As time passed, Serenity crawled deeper into his cocoon, avoiding his aunts, his cousins, and his mother’s replacements, who he felt hated him for being the heir apparent to his father’s estate and the miles of fertile clan land it included. The birth of Uncle Kawayida, his half-brother by a Muslim woman his father was seeing on the side, did not lessen Serenity’s estrangement. Kawayida, due to the circumstances of his birth, posed little threat to Serenity’s position, and thus attitudes remained unchanged. To escape the phantoms which galloped in his head and the contaminated air in his father’s compound, Serenity roamed the surrounding villages. He spent a lot of time at the home of the Fiddler, a man with large feet, a large laugh and sharp onion breath who serenaded Grandpa on the weekends when he was home.

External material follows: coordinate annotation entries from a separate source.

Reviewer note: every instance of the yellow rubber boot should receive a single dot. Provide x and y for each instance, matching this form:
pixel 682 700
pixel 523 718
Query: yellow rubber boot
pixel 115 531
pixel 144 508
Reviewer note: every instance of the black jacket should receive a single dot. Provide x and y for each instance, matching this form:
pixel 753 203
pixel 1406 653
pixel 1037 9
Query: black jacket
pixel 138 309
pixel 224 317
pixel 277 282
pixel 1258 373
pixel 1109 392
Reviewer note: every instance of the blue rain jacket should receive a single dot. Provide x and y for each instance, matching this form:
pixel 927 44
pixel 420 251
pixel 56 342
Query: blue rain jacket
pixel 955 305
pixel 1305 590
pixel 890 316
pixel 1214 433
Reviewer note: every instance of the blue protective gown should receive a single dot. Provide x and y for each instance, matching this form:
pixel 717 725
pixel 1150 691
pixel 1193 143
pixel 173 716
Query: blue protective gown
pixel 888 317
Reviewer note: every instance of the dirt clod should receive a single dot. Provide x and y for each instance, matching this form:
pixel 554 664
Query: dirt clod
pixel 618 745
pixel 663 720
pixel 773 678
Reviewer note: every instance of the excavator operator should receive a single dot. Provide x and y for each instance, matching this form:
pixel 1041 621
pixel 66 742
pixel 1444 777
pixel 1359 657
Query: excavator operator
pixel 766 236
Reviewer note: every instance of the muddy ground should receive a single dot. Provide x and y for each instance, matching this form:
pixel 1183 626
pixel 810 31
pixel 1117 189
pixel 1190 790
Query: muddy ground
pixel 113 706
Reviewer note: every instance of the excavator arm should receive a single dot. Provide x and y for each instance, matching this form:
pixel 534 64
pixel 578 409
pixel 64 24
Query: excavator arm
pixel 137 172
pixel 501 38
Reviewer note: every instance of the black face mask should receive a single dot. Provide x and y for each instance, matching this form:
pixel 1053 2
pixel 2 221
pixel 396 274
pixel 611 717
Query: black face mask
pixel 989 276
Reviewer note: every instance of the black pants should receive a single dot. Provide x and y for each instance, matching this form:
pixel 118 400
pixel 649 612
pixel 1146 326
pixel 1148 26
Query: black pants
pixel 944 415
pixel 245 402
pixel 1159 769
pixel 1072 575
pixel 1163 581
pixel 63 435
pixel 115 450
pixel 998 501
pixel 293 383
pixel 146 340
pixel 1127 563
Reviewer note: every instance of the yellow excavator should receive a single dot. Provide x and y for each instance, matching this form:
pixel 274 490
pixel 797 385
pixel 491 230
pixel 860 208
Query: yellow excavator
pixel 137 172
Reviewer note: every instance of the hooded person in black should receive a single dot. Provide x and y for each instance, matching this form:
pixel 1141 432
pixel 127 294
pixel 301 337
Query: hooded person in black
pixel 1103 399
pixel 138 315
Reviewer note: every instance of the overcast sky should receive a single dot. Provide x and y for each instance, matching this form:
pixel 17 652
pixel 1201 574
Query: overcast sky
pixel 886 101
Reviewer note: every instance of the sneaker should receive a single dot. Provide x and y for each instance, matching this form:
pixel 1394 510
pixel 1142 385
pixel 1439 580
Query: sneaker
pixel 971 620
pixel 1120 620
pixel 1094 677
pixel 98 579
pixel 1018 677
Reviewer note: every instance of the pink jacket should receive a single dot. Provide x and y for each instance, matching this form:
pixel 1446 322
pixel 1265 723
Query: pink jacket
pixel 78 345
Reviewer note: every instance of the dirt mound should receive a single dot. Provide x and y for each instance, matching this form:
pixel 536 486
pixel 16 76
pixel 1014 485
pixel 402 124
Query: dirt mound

Serenity could not get over the way the Fiddler walked with legs wide apart. It would have been very impolite to ask the man why he walked that way, and Serenity feared that if he asked his children, they would tell their father, who in turn would report him to his father for punishment. Consequently, he turned to his aunt with the question “Why does the Fiddler have breasts between his legs?”
“Who said the Fiddler had breasts between his legs?”
“Have you never noticed the way he walks?”
“How does he walk?”
“With legs spread wide apart as if he were carrying two jackfruits under his tunic.” He then gave a demonstration, very exaggerated, of the way the man walked.
“It is very funny, but I have never noticed it,” Grandma said, humoring him the way adults did to get out of a sticky situation.
“How could you not have noticed? He has large breasts between his legs.”
“The Fiddler has no breasts between his legs. He is ill. He has got mpanama.”